Thursday, 2 January 2014

Bye Bye Old! Welcome New!

It is always cold when you bid farewell to the old. The heart turns cold with fear and the hands turn icy because we do not want to let go. Letting go is perhaps the most difficult thing on Earth and yet most things come to our lives with a sell-by or expiry date and so does every year.

This year will remain very close to my heart. It allowed me to feel and experience things that did not often fall in together into a safe space. It made me run like a headless chicken on one leg. The reason for the running around was that I was unaware of the quest - what was it that I needed to find? What was it that I was looking for? To crack the quest, I needed help. Lots of help. And help I did get from friends and family alike - till some of them were totally put off by my uncharacteristic questioning and seeking!

Once the quest became clear it was slightly easier though still a very steep climb. So, 2014 perhaps found me hanging by a rope around my hips with my snow shoes firmly planted into the icy crust making my way to the summit.

The quest is difficult and I have just started off on the journey but, though I know that the path will be difficult and very different from the usual, I have decided to enjoy the climb. In that way, I was happy to usher 2014 in. I know I have to walk the road less traveled this year and I feel excited to think what all I'm going to discover at the end of it.

The first half of 2013 was spent in continuation of what I was already doing last year - eat, pray and love. I was meditating, writing, working from home, meeting benevolent clients, meeting friends and simply enjoying life. It was like a celebration of being alive. I loved it and thanked God everyday. It was only after June that life took a 360 degree turn and I went back to a full-time job. The idea was to push the boundaries once more.

I will not speak of the experience at work at all because it does not matter whether I work from home or an office. I will still give my 300% to my job. Whatever happened at work or did not is not the story either. The story was actually something else. It was about self-discovery. It was about realizing how less I knew myself and thus others around me.

Here I'd like to thank all my friends and confidants who showed me the way. This was the first time that I approached the men in my circle of friends to seek out their theory on my journey and the feedback I received from them was an eye-opener of sorts. Many of them confessed to have asked the exact same questions to themselves and even said that they had found the answers after a lot of soul searching. Thus, 2013 opened my eyes up to a brand new discovery - the world of men! How I wish I had grown up with a brother in the house!!!

So, what is my quest and how the journey will be chalked-out is not important but, suffice it to say that I was pretty sad last night because I had to let 2013 go and it was a cold farewell where we both knew that we had to part but, both wanted to linger a little longer. No tears mind you because there were no regrets but, no grand 'moviethon' like last year to bring the year to a close. (Read all about it in the link below.)

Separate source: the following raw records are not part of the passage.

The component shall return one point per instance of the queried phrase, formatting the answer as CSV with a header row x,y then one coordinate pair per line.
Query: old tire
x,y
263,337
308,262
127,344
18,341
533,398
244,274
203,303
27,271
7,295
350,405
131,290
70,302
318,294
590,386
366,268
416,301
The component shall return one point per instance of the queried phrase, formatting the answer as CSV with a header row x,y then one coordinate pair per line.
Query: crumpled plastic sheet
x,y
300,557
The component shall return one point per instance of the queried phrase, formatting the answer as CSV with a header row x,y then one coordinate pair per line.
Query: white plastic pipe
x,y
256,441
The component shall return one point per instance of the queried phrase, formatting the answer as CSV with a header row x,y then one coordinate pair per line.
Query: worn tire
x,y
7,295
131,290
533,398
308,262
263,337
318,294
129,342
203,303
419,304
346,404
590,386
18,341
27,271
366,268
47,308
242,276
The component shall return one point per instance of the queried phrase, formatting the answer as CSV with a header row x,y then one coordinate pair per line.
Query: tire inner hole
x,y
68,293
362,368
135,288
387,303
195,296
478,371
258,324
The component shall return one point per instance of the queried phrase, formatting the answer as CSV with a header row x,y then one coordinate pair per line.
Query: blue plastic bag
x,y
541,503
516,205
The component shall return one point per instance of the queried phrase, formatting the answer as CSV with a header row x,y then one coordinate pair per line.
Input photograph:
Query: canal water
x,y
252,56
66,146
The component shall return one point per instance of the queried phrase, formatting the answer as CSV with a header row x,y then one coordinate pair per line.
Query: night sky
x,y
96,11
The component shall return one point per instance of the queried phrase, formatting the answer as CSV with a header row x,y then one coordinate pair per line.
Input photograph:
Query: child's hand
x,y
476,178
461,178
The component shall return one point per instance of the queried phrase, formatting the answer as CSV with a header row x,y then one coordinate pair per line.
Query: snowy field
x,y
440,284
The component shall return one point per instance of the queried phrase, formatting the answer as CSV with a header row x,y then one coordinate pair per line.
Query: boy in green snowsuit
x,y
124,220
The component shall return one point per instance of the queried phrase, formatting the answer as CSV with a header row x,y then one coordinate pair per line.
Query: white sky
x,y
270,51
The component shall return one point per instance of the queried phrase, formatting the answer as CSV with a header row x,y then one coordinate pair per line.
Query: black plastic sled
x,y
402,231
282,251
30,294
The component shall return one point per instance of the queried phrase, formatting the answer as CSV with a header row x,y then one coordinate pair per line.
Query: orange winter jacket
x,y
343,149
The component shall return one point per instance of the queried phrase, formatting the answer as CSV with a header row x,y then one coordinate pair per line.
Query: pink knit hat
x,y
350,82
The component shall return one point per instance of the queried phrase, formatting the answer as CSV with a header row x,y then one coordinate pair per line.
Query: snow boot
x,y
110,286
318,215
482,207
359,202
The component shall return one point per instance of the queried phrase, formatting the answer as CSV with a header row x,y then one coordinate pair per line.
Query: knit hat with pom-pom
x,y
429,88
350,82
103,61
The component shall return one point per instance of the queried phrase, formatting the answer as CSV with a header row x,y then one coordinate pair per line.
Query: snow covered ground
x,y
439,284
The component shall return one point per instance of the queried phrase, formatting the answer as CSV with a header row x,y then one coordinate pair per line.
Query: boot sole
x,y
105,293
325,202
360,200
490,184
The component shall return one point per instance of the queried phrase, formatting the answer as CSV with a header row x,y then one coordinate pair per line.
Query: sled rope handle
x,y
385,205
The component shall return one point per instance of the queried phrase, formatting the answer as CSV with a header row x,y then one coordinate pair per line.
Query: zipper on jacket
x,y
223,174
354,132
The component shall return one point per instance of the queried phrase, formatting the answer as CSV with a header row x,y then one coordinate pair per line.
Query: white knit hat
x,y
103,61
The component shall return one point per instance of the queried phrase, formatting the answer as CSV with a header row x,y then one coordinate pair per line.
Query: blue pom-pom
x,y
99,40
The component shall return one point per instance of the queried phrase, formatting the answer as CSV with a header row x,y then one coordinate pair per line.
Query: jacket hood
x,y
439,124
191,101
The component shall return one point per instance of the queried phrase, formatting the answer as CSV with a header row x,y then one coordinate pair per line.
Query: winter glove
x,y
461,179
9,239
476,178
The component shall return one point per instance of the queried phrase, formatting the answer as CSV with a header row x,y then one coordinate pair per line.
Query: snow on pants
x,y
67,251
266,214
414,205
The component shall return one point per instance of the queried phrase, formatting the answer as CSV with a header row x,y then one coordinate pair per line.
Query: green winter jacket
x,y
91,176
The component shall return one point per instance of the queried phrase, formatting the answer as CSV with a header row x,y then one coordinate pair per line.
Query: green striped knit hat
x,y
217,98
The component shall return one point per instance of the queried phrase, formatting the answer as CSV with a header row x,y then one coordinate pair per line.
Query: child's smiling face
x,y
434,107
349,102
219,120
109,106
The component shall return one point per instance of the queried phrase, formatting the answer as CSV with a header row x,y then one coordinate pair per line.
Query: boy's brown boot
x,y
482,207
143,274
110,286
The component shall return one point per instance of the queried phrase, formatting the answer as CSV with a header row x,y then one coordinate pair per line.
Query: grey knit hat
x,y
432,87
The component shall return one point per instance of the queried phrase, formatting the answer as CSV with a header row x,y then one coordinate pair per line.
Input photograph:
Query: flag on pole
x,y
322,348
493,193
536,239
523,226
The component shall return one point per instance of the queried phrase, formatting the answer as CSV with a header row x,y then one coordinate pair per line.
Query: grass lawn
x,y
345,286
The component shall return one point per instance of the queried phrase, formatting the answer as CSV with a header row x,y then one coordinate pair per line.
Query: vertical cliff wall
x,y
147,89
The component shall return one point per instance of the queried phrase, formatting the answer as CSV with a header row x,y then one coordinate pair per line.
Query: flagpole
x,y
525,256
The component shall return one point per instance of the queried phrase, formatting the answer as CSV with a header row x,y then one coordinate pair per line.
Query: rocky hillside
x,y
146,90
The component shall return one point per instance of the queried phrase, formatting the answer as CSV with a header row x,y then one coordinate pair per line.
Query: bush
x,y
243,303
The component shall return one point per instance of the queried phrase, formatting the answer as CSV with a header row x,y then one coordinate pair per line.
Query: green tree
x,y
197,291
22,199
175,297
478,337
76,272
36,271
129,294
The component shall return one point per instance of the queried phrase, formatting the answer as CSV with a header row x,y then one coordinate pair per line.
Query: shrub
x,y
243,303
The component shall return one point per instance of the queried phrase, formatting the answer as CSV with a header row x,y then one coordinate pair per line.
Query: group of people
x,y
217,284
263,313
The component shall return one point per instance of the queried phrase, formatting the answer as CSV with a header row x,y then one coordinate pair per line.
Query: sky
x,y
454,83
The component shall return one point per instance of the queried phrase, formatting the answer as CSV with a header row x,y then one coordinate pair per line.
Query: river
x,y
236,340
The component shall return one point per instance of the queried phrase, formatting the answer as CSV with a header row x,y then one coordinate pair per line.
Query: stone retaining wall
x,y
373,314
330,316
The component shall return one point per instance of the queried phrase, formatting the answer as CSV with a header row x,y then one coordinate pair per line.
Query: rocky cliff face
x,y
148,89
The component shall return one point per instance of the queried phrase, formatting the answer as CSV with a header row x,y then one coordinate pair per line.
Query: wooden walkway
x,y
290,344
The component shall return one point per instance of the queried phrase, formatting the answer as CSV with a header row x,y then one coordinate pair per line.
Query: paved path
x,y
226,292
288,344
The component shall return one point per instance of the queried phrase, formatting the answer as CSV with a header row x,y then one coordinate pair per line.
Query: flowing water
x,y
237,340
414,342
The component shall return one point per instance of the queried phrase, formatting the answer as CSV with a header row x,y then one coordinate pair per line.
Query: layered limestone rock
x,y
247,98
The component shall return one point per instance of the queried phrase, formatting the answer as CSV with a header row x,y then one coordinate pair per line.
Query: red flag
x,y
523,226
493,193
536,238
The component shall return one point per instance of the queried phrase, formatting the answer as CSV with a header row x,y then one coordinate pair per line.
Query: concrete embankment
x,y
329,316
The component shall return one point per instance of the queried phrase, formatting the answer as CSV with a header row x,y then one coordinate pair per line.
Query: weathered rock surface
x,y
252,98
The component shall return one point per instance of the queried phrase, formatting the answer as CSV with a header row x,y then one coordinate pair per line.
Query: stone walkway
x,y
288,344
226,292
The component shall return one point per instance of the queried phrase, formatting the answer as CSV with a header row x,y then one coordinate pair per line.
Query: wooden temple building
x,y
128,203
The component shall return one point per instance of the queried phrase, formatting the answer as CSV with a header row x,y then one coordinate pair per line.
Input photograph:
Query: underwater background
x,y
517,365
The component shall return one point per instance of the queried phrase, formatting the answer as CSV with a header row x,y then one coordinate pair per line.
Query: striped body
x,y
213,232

It was just a long-debated hair cut that I have been vacillating on for the last three years, a scrumptious dinner with family and smiles. Lots of smiles because 2013 made me realize that I need not depend on others for my happiness. It was a sudden realization but, I cannot imagine how I had let it pass me by for all these years? It took a lecture from a very dear friend to wake me up. He said, and I quote, "why do you have to be the crowd pleaser? Why do you have to put others before self? This is bull shit!"

It dawned on me after a couple of days of meditating on his words that he was right. I just needed to be me. Say "No" when I wanted to and not always 'try'. It made me scared as this thought was new but, it also made me happy once I made peace with the twist in the story.

I really want to thank all my friends who helped me find me because they have already searched and found themselves. I confess that I spilled my guts out for the first time in my life and am not ashamed that I did. It was one of the most liberating experiences I've ever had. Though some of them may have been totally put-off by the constant chatter and the clutch of queries.

And now for the overriding question haunting me for the last few years that did not get answered even in 2013 - where lies my destiny? Yet, the year has made me even more determined to try and walk through every minefield in the vicinity to reach the end that I'm destined to meet.

I also realized that though I love my own space and mostly hate intrusion yet, this year taught me how my hermit-like existence had softened my edge. To deal with people I need to live with people. Love, hatred and space encroachments not-withstanding people are necessary - even if I want to file them away in my memory and extract them to write a story on a later date.

So, my new year resolution? Love myself more to be able to love everyone else who crosses my path or at least tolerate intrusion. Also to be able to stop and draw the line wherever needed. I also want to continue writing and getting printed. It is the story-teller me who is the happiest person I know.

Have a fun-filled and happy new year everyone!

And here's the one from last year!

http://shomachakraborty.blogspot.in/2012/12/a-few-words-of-thanks-everyone-for.html

Finally, starting the year with a quote by Lennon who never ceases to amaze with the simplicity of his thoughts...

Have a wonderful and adventurous new 2014! Go find yourself.